In questo Tracey Emin fa l’operazione opposta a quella attuata da un’altra star della scena artistica inglese, Jenny Saville. Anche lei lavora in modo esclusivo sul corpo e spesso sul proprio corpo ma, sulla scia di Lucian Freud, approda a una monumentalizzazione figurativa, molte volte persino sconcertante. La differenza può essere spiegata forse anche con un dato biografico: Jenny Saville ha accettato di essere madre e ha documentato questa esperienza in molte serie di opere. Tracey Emin invece si porta dentro il segno dei due aborti fatti. «È stato come stipulare un patto con il Diavolo», aveva raccontato in un’intervista, «io gli cedevo la vita che avevo in grembo e lui, in cambio, mi concedeva la possibilità di esprimere la mia arte sino in fondo, senza dover mediare con la responsabilità di essere madre». Lo scotto accettato e perseguito con molta coerenza è quella sorta di voluta sterilità espressiva che rende le sue opere fragili, elementari, a volte drammaticamente balbettanti.

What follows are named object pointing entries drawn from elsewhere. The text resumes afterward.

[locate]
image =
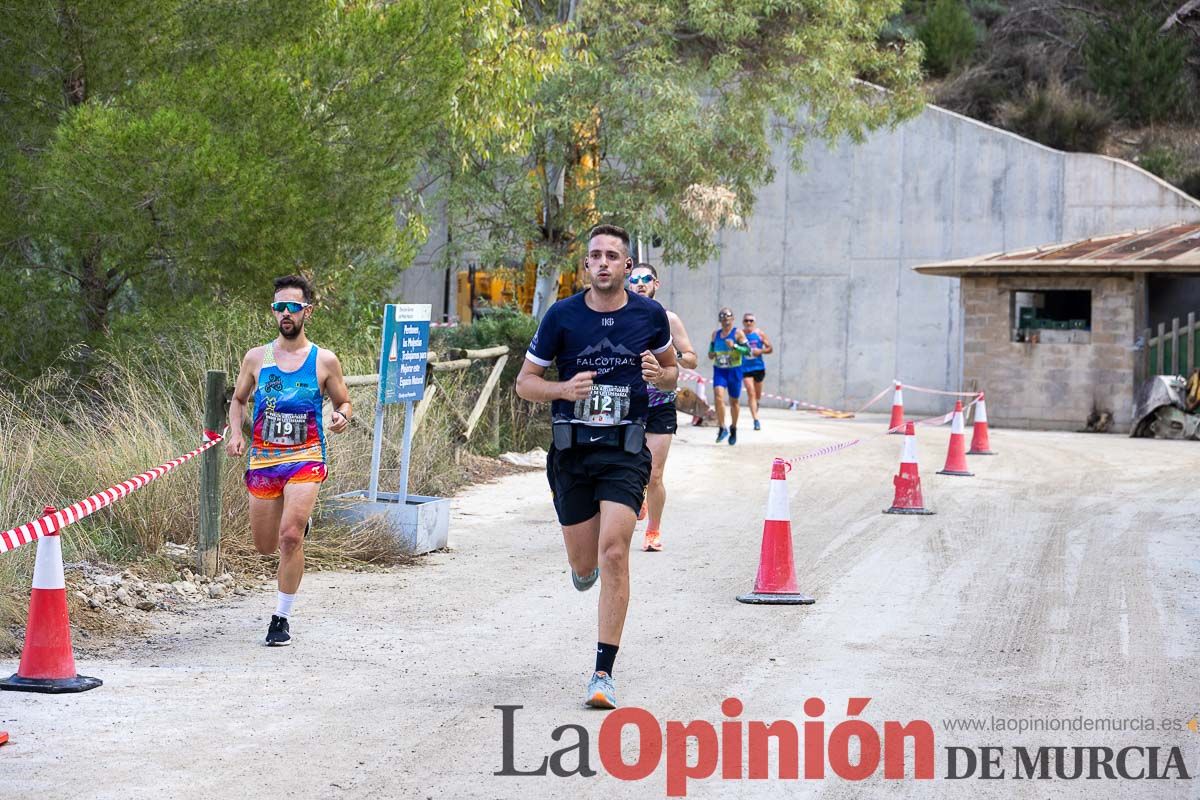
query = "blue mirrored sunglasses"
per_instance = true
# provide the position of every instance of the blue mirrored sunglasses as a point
(289, 306)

Cinquanta autoscatti notturni
A dispetto dell’esilità di tanti esiti, la capacità di Tracey Emin di stabilire un rapporto empatico con il pubblico è impressionante. Lo dimostra quella processione ininterrotta di cui dicevamo, oppure il silenzio che cala nel momento in cui si entra nella prima sala, quella dedicata alla narrazione dell’insonnia, dove assistiamo a uno sfondamento del muro che separa il privato dal pubblico. Uno sfondamento dettato non da spirito di provocazione ma da una interiore necessità. La sala è tappezzata da 50 autoscatti notturni, stampati a grandi dimensioni, con close up impietosi su un volto, il suo, sfatto dal sonno. Sono istanti di vita privata che Tracey Emin con una sorta di innata spudoratezza condivide con il pubblico, attraverso una sequenza narrativa in apparenza immobile, che però noi avvertiamo sgranarsi nel tempo, notte dopo notte. Viene da pensare che la scommessa di Tracey Emin sia di raggiungere attraverso l’arte ciò che nella sua biografia ha voluto negarsi. In questo senso cerca ansiosamente nel pubblico, nella «gente», una relazione affettiva, un’interlocuzione senza schermi, capace di ribaltare quel concentrato di negatività in un’imprevista trama di vita.